DESIGN: Systematic review and random effects meta-analysis of individual participant data from randomised controlled trials.
DATA SOURCES: Ovid Medline, Scopus, Embase, and Cochrane from inception to November 2015.
ELIGIBILITY CRITERIA FOR STUDY SELECTION: Randomised controlled trials in overweight or obese adults reporting reduction in body mass index, body weight, or waist circumference by FTO genotype (rs9939609 or a proxy) after dietary, physical activity, or drug based interventions. Gene by treatment interaction models were fitted to individual participant data from all studies included in this review, using allele dose coding for genetic effects and a common set of covariates. Study level interactions were combined using random effect models.

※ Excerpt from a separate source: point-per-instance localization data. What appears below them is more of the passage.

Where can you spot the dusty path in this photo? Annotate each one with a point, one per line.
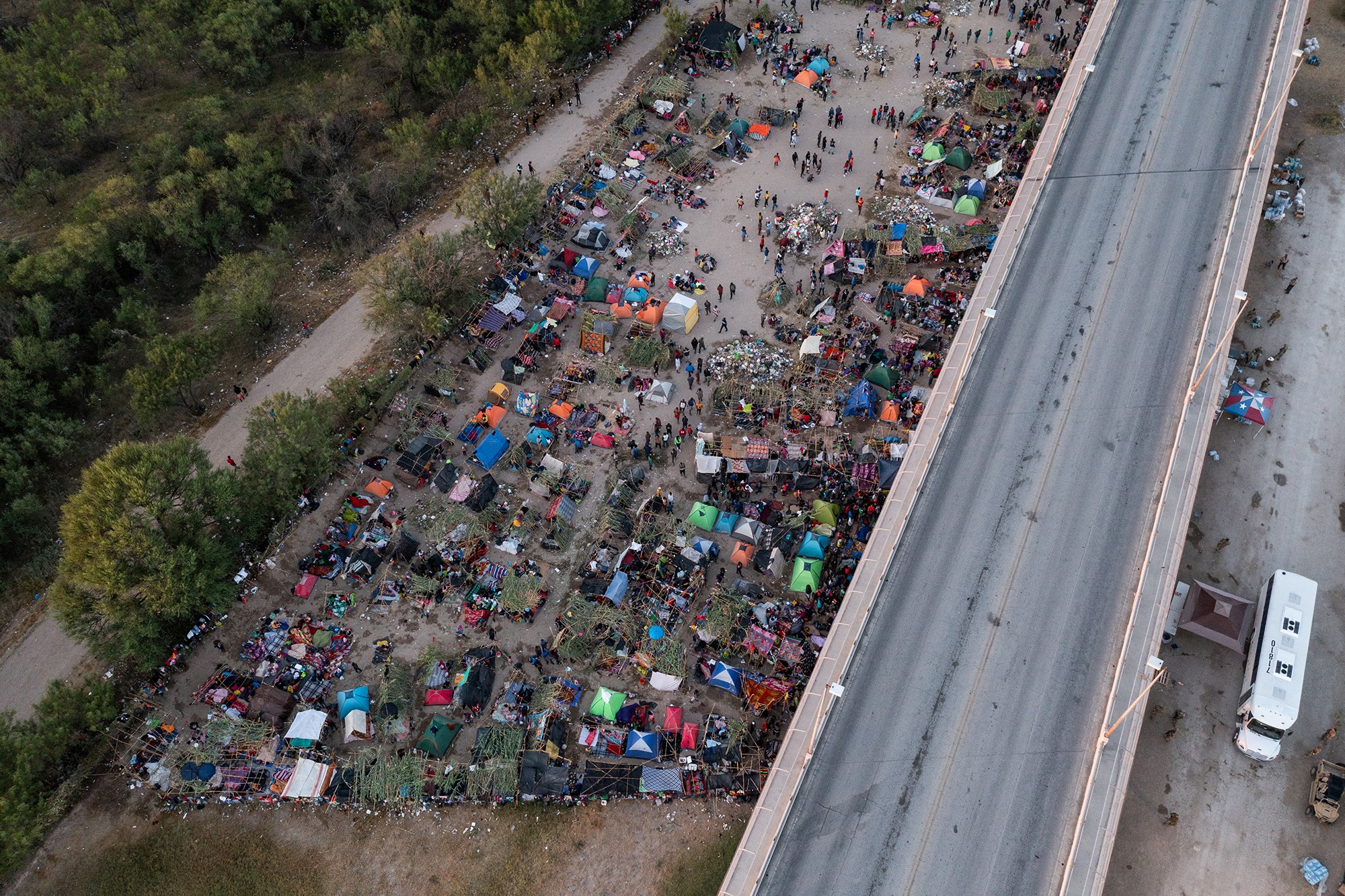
(341, 341)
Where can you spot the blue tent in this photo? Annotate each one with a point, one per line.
(617, 591)
(642, 744)
(586, 267)
(861, 401)
(352, 700)
(492, 450)
(814, 545)
(726, 522)
(727, 678)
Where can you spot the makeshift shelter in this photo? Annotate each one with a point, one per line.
(968, 205)
(958, 158)
(307, 728)
(660, 393)
(808, 575)
(439, 736)
(681, 314)
(642, 744)
(492, 450)
(1218, 615)
(727, 678)
(1249, 404)
(607, 704)
(863, 401)
(704, 516)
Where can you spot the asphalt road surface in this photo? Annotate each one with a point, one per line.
(957, 759)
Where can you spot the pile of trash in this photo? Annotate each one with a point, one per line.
(666, 243)
(806, 225)
(902, 210)
(754, 361)
(872, 52)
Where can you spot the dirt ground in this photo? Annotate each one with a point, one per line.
(621, 829)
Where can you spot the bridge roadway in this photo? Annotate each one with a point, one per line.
(957, 758)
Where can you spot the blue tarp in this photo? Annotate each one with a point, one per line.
(617, 591)
(352, 700)
(861, 401)
(642, 744)
(726, 522)
(727, 678)
(492, 450)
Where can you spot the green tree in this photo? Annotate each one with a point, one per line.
(240, 294)
(501, 205)
(171, 372)
(293, 444)
(41, 754)
(149, 546)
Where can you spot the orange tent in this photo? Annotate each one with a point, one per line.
(915, 287)
(652, 313)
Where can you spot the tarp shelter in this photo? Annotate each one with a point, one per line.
(586, 267)
(808, 573)
(958, 158)
(968, 205)
(492, 450)
(617, 591)
(352, 700)
(681, 314)
(591, 236)
(719, 36)
(307, 728)
(1249, 404)
(439, 736)
(642, 744)
(863, 401)
(750, 530)
(597, 290)
(825, 512)
(727, 678)
(704, 516)
(607, 702)
(1218, 615)
(883, 376)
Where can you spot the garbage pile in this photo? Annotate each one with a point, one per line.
(902, 210)
(755, 361)
(806, 225)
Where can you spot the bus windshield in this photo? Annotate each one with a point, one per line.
(1264, 729)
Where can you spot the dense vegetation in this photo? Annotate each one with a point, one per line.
(163, 163)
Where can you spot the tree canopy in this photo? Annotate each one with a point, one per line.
(149, 546)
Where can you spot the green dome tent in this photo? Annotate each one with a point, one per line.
(968, 205)
(883, 376)
(704, 516)
(960, 158)
(607, 704)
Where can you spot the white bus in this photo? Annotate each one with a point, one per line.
(1273, 685)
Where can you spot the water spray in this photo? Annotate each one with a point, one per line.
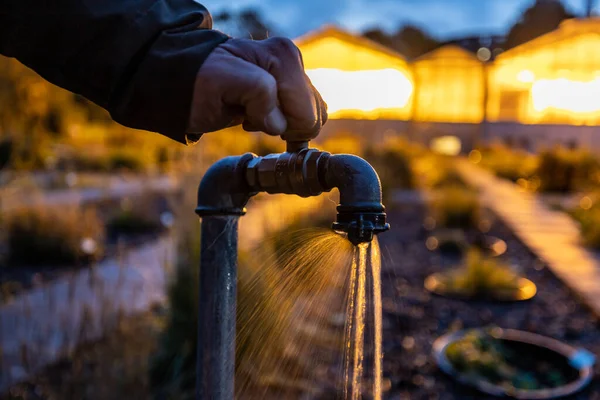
(222, 197)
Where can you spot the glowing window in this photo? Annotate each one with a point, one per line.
(564, 94)
(367, 90)
(447, 145)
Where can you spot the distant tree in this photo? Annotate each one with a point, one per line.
(542, 17)
(246, 23)
(410, 40)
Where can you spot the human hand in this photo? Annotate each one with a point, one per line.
(261, 84)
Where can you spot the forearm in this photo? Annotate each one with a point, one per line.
(136, 58)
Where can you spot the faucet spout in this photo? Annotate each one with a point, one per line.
(361, 213)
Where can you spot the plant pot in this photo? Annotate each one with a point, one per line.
(527, 290)
(580, 361)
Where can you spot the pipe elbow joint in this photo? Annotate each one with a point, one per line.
(223, 189)
(361, 213)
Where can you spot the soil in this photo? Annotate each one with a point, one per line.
(413, 319)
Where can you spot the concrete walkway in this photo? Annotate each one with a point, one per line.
(552, 235)
(113, 189)
(43, 324)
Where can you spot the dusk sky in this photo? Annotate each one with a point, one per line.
(442, 18)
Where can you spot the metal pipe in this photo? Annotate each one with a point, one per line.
(215, 369)
(222, 197)
(361, 213)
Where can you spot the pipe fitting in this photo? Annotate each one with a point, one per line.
(229, 184)
(361, 213)
(223, 190)
(288, 173)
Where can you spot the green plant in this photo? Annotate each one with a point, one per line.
(132, 223)
(481, 277)
(589, 224)
(125, 160)
(480, 355)
(393, 162)
(39, 236)
(563, 170)
(456, 207)
(263, 314)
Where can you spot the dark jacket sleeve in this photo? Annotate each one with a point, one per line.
(136, 58)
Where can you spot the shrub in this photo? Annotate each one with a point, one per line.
(588, 216)
(125, 160)
(132, 223)
(562, 170)
(52, 237)
(481, 276)
(456, 207)
(393, 164)
(120, 160)
(481, 356)
(261, 316)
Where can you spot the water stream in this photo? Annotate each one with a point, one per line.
(309, 318)
(365, 271)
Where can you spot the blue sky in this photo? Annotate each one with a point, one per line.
(442, 18)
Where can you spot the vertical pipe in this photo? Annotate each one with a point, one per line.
(217, 308)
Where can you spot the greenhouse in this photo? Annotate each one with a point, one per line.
(554, 79)
(449, 85)
(358, 78)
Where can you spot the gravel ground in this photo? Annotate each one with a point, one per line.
(413, 318)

Metaregression and subgroup analysis were used to assess sources of study heterogeneity.
RESULTS: We identified eight eligible randomised controlled trials for the systematic review and meta-analysis (n=9563). Overall, differential changes in body mass index, body weight, and waist circumference in response to weight loss intervention were not significantly different between FTO genotypes. Sensitivity analyses indicated that differential changes in body mass index, body weight, and waist circumference by FTO genotype did not differ by intervention type, intervention length, ethnicity, sample size, sex, and baseline body mass index and age category.

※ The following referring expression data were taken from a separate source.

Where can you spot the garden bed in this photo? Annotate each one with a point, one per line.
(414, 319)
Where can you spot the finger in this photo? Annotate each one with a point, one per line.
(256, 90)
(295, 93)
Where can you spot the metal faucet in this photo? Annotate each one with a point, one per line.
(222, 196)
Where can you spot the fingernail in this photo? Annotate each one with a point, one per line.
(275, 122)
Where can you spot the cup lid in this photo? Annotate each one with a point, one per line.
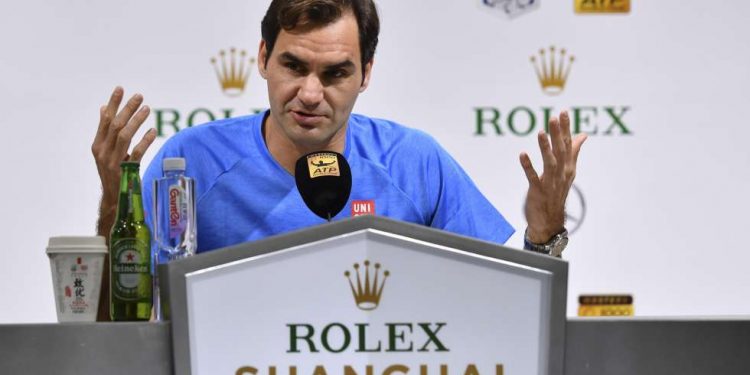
(77, 244)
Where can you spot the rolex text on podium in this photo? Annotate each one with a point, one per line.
(306, 339)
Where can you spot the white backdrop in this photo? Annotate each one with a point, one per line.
(665, 204)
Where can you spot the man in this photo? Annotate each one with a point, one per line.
(317, 57)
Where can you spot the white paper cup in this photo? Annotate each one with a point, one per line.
(77, 264)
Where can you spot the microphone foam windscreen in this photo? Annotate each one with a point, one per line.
(324, 181)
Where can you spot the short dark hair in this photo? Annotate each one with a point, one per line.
(290, 14)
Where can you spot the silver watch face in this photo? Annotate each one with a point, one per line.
(558, 244)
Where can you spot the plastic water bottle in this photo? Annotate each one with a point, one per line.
(174, 210)
(174, 219)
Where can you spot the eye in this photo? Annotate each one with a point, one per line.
(293, 66)
(337, 74)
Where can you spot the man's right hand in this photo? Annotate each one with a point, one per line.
(110, 148)
(111, 145)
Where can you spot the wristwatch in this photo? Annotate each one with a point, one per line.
(553, 247)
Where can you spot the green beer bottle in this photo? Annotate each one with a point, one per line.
(130, 252)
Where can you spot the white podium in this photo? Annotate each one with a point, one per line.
(367, 296)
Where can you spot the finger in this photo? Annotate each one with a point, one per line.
(565, 132)
(143, 145)
(101, 130)
(125, 136)
(124, 116)
(528, 168)
(550, 162)
(577, 143)
(107, 113)
(558, 145)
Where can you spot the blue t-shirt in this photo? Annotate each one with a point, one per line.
(243, 194)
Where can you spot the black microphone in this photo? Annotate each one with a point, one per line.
(324, 180)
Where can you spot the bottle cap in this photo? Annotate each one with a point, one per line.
(173, 164)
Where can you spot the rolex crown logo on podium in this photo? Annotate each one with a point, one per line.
(552, 69)
(367, 291)
(232, 70)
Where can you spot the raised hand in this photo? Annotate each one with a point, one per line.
(111, 145)
(545, 201)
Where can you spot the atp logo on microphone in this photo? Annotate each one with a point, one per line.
(323, 164)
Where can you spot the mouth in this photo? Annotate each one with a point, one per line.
(307, 119)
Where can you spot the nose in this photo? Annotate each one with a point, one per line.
(311, 91)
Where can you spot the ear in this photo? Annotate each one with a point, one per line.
(366, 79)
(262, 58)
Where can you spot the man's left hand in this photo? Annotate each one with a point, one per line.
(545, 202)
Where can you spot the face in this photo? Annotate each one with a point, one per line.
(314, 77)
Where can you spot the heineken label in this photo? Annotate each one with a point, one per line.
(130, 268)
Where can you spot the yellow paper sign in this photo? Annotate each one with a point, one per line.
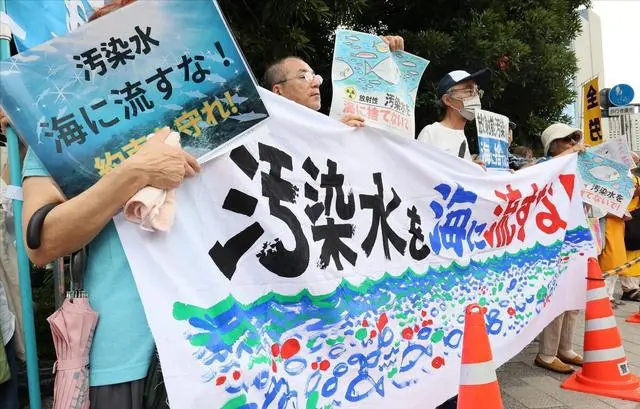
(592, 124)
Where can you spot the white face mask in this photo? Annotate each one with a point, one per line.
(470, 106)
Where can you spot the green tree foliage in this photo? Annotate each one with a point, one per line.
(526, 43)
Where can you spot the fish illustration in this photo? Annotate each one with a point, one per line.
(414, 94)
(382, 47)
(605, 173)
(341, 70)
(386, 70)
(365, 54)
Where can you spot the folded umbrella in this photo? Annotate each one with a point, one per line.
(72, 328)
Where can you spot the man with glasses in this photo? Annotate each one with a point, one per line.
(459, 96)
(292, 78)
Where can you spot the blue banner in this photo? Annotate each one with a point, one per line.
(38, 21)
(86, 101)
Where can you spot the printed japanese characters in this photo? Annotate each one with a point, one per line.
(592, 126)
(493, 139)
(84, 102)
(608, 185)
(317, 278)
(375, 83)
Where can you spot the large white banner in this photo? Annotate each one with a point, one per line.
(320, 266)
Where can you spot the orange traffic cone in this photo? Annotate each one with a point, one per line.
(605, 370)
(478, 381)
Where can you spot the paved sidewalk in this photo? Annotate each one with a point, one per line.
(525, 386)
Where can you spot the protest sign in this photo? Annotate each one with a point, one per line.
(607, 184)
(38, 21)
(86, 101)
(331, 267)
(592, 126)
(493, 139)
(371, 81)
(615, 149)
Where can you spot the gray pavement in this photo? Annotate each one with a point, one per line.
(525, 386)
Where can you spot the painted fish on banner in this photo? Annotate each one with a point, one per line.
(331, 267)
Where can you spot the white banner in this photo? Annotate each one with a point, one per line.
(323, 266)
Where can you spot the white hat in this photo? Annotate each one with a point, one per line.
(555, 132)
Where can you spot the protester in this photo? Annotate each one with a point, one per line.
(10, 326)
(122, 345)
(458, 96)
(630, 279)
(292, 78)
(519, 156)
(556, 340)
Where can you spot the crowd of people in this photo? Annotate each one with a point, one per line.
(123, 345)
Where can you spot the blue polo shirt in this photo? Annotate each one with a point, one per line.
(122, 345)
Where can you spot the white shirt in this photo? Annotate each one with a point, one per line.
(447, 139)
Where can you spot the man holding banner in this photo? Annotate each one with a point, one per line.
(459, 96)
(123, 344)
(292, 78)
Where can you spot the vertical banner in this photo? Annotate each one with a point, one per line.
(86, 101)
(493, 139)
(592, 122)
(375, 83)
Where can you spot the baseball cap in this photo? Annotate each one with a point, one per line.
(481, 78)
(555, 132)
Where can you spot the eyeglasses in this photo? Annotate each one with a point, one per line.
(308, 76)
(467, 92)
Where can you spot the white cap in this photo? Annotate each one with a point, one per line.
(555, 132)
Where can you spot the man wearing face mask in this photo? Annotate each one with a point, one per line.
(459, 96)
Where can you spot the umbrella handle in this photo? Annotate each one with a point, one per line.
(78, 265)
(34, 228)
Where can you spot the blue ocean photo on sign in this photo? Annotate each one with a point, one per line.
(35, 21)
(86, 101)
(607, 183)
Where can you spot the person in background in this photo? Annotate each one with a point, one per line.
(10, 325)
(122, 347)
(556, 340)
(630, 279)
(292, 78)
(459, 95)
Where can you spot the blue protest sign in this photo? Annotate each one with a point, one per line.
(493, 139)
(86, 101)
(607, 184)
(621, 94)
(37, 21)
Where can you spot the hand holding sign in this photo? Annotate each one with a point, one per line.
(163, 166)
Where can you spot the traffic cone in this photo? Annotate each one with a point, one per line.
(634, 318)
(478, 381)
(605, 370)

CONCLUSIONS: We have observed that carriage of the FTO minor allele was not associated with differential change in adiposity after weight loss interventions. These findings show that individuals carrying the minor allele respond equally well to dietary, physical activity, or drug based weight loss interventions and thus genetic predisposition to obesity associated with the FTO minor allele can be at least partly counteracted through such interventions.